The new federal tax law will reduce the taxes paid by the Bay State’s top 1 percent of income earners by more than $2.96 billion in 2019, according to the Massachusetts Budget and Policy Center, which is also cautioning of a “gradual erosion” in value of the Earned Income Tax Credit and predicting a one-time temporary spike in capital gains tax revenue.
MassBudget was one of 17 groups with representatives slated to testify at a Revenue Committee hearing Tuesday. Committee co-chairs Rep. Jay Kaufman and Sen. Michael Brady called the hearing to gather information on how the new tax law will affect Massachusetts government, residents and municipalities and learn about ways the state might respond.
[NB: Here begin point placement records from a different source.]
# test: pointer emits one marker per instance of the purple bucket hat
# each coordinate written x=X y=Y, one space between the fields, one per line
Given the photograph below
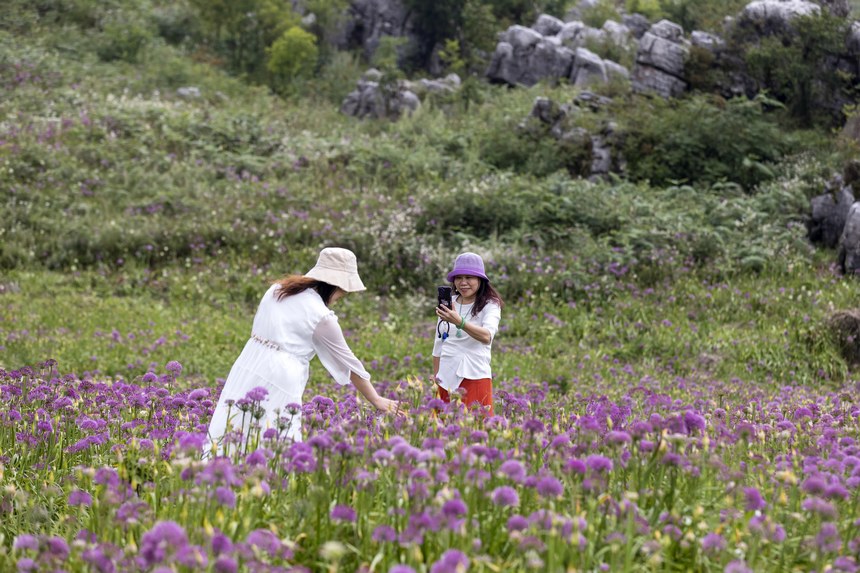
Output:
x=468 y=264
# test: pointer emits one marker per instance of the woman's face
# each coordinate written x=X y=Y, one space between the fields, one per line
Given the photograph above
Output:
x=337 y=295
x=467 y=285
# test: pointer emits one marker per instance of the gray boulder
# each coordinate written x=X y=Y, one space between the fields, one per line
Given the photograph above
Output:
x=588 y=69
x=852 y=42
x=618 y=34
x=775 y=16
x=660 y=60
x=547 y=25
x=561 y=123
x=371 y=99
x=849 y=243
x=829 y=214
x=525 y=57
x=636 y=23
x=367 y=21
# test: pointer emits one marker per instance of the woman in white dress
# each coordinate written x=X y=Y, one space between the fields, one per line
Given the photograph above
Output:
x=461 y=360
x=293 y=324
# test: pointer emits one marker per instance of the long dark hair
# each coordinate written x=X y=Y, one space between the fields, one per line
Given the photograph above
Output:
x=486 y=293
x=294 y=284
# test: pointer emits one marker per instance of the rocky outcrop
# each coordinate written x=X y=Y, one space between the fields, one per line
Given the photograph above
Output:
x=374 y=98
x=660 y=60
x=367 y=21
x=770 y=17
x=829 y=214
x=849 y=243
x=845 y=327
x=552 y=50
x=559 y=121
x=525 y=57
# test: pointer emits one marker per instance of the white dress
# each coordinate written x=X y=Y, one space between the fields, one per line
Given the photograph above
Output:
x=286 y=335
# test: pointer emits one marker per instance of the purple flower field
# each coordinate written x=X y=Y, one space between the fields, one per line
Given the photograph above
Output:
x=637 y=475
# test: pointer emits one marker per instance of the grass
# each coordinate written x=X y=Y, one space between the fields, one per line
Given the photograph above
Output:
x=664 y=356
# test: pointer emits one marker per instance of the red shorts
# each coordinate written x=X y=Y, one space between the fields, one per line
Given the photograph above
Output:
x=476 y=391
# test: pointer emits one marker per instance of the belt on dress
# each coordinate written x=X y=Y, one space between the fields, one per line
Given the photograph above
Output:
x=277 y=347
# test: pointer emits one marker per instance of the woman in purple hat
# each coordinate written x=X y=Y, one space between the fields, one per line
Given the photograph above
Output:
x=461 y=360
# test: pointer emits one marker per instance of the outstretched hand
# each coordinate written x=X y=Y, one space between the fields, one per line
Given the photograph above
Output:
x=448 y=314
x=389 y=406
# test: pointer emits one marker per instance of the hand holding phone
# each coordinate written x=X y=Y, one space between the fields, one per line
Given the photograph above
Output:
x=444 y=296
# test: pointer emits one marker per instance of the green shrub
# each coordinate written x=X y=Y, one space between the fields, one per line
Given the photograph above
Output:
x=795 y=67
x=597 y=14
x=123 y=37
x=176 y=22
x=292 y=56
x=531 y=148
x=700 y=14
x=242 y=30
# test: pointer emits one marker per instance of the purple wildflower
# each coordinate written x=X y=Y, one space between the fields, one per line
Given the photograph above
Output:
x=80 y=497
x=737 y=567
x=25 y=542
x=713 y=543
x=225 y=564
x=514 y=470
x=452 y=561
x=225 y=496
x=548 y=486
x=343 y=513
x=454 y=508
x=384 y=534
x=155 y=542
x=517 y=523
x=599 y=463
x=505 y=496
x=754 y=500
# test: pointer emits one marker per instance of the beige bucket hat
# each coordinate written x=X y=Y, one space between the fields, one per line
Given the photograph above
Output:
x=338 y=267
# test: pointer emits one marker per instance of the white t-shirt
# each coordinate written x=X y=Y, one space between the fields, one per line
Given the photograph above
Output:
x=463 y=356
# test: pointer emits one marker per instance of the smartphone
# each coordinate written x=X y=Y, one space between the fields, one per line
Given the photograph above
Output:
x=444 y=296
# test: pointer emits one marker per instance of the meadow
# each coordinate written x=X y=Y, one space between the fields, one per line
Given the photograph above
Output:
x=668 y=394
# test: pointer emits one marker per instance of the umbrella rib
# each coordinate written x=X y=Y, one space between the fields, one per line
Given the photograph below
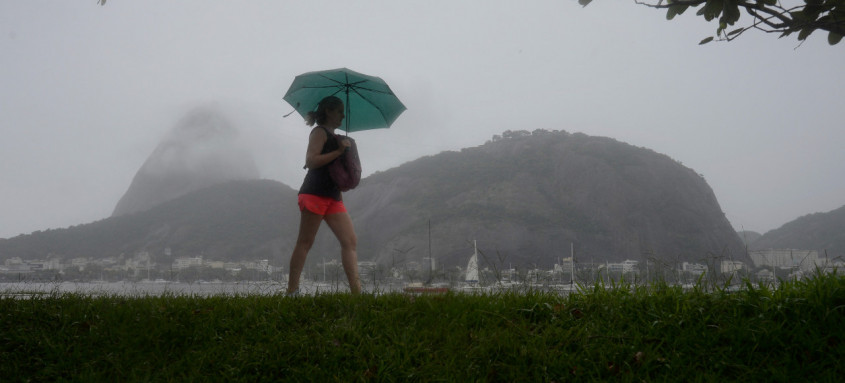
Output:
x=380 y=109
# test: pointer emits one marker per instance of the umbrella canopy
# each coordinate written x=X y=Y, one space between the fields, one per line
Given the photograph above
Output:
x=370 y=104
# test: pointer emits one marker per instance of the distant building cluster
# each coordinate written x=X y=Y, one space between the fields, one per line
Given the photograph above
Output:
x=766 y=265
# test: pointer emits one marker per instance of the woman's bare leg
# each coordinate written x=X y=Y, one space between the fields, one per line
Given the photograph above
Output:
x=341 y=225
x=309 y=224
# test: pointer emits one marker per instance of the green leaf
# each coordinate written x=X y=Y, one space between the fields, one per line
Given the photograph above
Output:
x=805 y=32
x=675 y=10
x=730 y=14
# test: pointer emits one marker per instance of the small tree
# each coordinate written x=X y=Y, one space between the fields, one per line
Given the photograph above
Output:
x=770 y=16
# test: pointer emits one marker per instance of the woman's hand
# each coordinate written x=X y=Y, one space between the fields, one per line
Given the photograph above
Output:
x=343 y=144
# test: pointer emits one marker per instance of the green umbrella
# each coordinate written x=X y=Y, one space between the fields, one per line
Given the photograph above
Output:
x=370 y=104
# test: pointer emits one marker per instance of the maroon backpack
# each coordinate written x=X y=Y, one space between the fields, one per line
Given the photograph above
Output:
x=346 y=169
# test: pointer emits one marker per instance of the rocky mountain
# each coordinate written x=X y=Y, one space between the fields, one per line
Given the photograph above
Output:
x=526 y=198
x=200 y=151
x=748 y=237
x=824 y=232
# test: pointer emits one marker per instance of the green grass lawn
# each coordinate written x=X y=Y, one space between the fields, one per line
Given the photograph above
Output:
x=791 y=333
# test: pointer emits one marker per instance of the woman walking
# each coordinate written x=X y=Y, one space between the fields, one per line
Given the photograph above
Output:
x=319 y=197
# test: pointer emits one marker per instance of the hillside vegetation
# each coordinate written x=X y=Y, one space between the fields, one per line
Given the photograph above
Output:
x=824 y=232
x=527 y=198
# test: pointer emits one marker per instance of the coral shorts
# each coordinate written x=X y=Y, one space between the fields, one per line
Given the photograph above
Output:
x=320 y=205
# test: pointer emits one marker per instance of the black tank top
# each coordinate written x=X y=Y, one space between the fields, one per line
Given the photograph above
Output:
x=318 y=181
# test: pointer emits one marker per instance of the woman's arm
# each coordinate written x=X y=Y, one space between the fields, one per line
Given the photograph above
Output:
x=313 y=158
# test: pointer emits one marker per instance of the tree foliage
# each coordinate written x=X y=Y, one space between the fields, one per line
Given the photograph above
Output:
x=771 y=16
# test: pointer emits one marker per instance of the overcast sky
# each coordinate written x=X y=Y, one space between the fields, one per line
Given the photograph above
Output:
x=87 y=92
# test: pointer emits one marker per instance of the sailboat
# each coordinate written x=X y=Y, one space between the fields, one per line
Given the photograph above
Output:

The left-leaning MassBudget was using its testimony to plug a constitutional amendment leveling a 4 percent income surtax on households with income of $1 million or more per year.
“If the people of Massachusetts determine that $2.96 billion could be better spent on investments in education and transportation, which could make our economy more productive and expand opportunity for our young people, the state could adjust our tax code in ways that would effectively redirect a portion of that $2.96 billion to those higher priority areas,” MassBudget’s Phineas Baxandall wrote in an analysis of the tax changes. “That could be done by raising state income taxes for our highest-income taxpayers, who will be receiving large federal income tax cuts and benefitting from large federal corporate tax cuts.”
The average cut for the highest-income 1 percent of Massachusetts tax filers will be $84,720 in 2019, while the middle 20 percent of filers will see an average cut of $1,090 and the bottom 20 percent will receive a cut of $90, MassBudget said.